To conclude, kicking with a board isn’t bad. It improves leg endurance and strength, both essential for swimming success. However, in those swimmers with difficulties sprinting and changing speeds or those bobbing side to side with the board, it is likely they are using the board for stability. Make sure they are not bobbing on the board or force them to stabilize without a board for improvement!

Written By:

Dr. GJohn Mullen


Dr. GJohn Mullen, DPT, CSCS is a World renowned expert and speaker in sports training and rehabilitation. He received his Doctorate in Physical Therapy at USC, as well as the Josette Antonelli Division Service Scholarship, Order of the Golden Cane, and the Order of Areté. At USC, he also performed research on swimming biomechanics and lung adaptations in swimming training. Dr. GJohn has worked with multiple professional and Olympic athletes, helping them earn Olympic medals.

His dedication to research and individualization spurred him to open COR in 2011. Since 2011, Dr.
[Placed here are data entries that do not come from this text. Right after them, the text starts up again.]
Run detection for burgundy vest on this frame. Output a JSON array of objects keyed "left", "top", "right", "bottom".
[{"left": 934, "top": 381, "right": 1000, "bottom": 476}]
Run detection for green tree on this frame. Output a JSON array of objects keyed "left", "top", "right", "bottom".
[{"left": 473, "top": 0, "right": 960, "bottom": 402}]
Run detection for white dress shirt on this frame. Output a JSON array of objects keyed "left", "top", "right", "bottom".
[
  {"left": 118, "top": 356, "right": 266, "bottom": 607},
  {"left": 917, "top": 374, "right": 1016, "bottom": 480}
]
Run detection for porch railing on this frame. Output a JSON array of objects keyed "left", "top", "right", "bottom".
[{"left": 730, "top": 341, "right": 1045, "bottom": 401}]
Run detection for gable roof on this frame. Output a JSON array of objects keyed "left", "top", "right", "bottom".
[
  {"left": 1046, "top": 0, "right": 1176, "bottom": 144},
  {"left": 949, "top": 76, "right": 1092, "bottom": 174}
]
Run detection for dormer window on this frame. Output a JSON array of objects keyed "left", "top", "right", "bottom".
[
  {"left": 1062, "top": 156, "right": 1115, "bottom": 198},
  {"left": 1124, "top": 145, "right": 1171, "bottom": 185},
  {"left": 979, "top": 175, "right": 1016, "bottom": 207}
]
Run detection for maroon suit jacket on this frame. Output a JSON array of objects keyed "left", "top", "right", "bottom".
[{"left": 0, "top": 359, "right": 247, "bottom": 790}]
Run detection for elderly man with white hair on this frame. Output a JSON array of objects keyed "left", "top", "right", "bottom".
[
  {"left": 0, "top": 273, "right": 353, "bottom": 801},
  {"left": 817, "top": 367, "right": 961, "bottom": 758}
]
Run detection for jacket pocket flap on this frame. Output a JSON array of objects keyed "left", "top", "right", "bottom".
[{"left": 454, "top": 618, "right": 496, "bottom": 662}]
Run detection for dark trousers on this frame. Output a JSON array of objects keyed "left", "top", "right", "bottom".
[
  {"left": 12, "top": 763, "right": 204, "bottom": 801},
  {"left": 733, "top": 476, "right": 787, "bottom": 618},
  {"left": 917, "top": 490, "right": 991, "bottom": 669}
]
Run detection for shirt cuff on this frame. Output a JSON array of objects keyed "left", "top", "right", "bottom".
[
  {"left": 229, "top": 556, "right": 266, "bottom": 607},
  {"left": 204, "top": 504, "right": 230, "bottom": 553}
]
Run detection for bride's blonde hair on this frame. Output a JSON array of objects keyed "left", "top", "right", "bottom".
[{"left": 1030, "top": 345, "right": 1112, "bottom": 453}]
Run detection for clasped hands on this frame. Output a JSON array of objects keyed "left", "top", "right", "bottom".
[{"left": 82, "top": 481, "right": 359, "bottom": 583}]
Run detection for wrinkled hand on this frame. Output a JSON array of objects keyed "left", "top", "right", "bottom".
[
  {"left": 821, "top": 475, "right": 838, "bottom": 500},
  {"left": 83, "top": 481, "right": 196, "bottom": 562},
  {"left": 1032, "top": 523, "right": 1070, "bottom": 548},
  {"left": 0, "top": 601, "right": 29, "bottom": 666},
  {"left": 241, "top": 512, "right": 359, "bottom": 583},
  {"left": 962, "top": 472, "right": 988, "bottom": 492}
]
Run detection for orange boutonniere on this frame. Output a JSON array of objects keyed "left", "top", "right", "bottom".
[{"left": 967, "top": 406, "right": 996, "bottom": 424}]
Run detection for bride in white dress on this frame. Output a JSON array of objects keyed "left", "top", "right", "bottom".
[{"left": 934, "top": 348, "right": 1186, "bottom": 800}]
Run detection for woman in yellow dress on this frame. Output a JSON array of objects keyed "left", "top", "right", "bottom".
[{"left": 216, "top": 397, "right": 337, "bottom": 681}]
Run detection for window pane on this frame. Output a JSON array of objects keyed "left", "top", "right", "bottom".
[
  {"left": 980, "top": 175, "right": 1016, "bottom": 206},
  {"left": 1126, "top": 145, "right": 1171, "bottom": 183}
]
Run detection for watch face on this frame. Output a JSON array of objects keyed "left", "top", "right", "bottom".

GJohn has been featured in Gizmodo, Motherboard, Stack Magazine, Swimming World Magazine, Swimmer Magazine, USA Swimming, USA Triathlon, Swimming Science, and much more.

He has worked with the numerous colleges and teams regarding rehab and performance. Before his Doctoral program, Dr. GJohn swam on an athletic scholarship at Purdue University.

At Purdue, Dr. GJohn was an Academic Honorable Mention All-American and was awarded the Red Mackey Award and R. O. Papenguh Award. He also won the Purdue Undergraduate business plan and elevator pitch competition, as well as 1st prize with the Indiana Soy Bean Alliance.

Dr. GJohn was born in Centerville, Ohio and was a 24-time high school All-American Swimmer. Dr. GJohn is still a swimmer and holds a Masters Swimming World and Pacific Swimming Record.

Comments 5

  1. Do you have some good cues for “locking the core.”
    For ex: with older swimmers you could say “pull your belly button toward your spine like someone is pulling it on a string from behind you”…or “feel your obliques wrap around you and hug toward your belly”…but simpler…fewer words…something that can be used with age group swimmers while they are developing habits. It may be hard for them to visualize locking the core.

  2. Hi Dr. Mullen!

    I am fascinated by the power of the kick. I am sorry to say that I do believe the kick is essential and I have taught a lot of kickers to improve.

    I am sorry to say that I do not know what Kick Board Bobbing is.

    Could you please explain so that I may understand your message?

    1. Kickboard bobbing is moving with the head or body excessively when kicking. It is often due to poor core strength and stability.

      Helpful cues are to brace the core or to pull the board down to use the lats as a stability point.

      However, should you even use a kickboard? Maybe not using a board will transfer more….

  3. Could using a kick board cause vertebra fracture in L5? I know a 1500m swimmer who has a fracture of the pars L5 and wondered if this could contribute to the shearing force required to cause this injury .

    1. Hard to say with confidence, but it can add stress on L5 segment, increased stress on board combined with other stressors can cause pain and potential injury.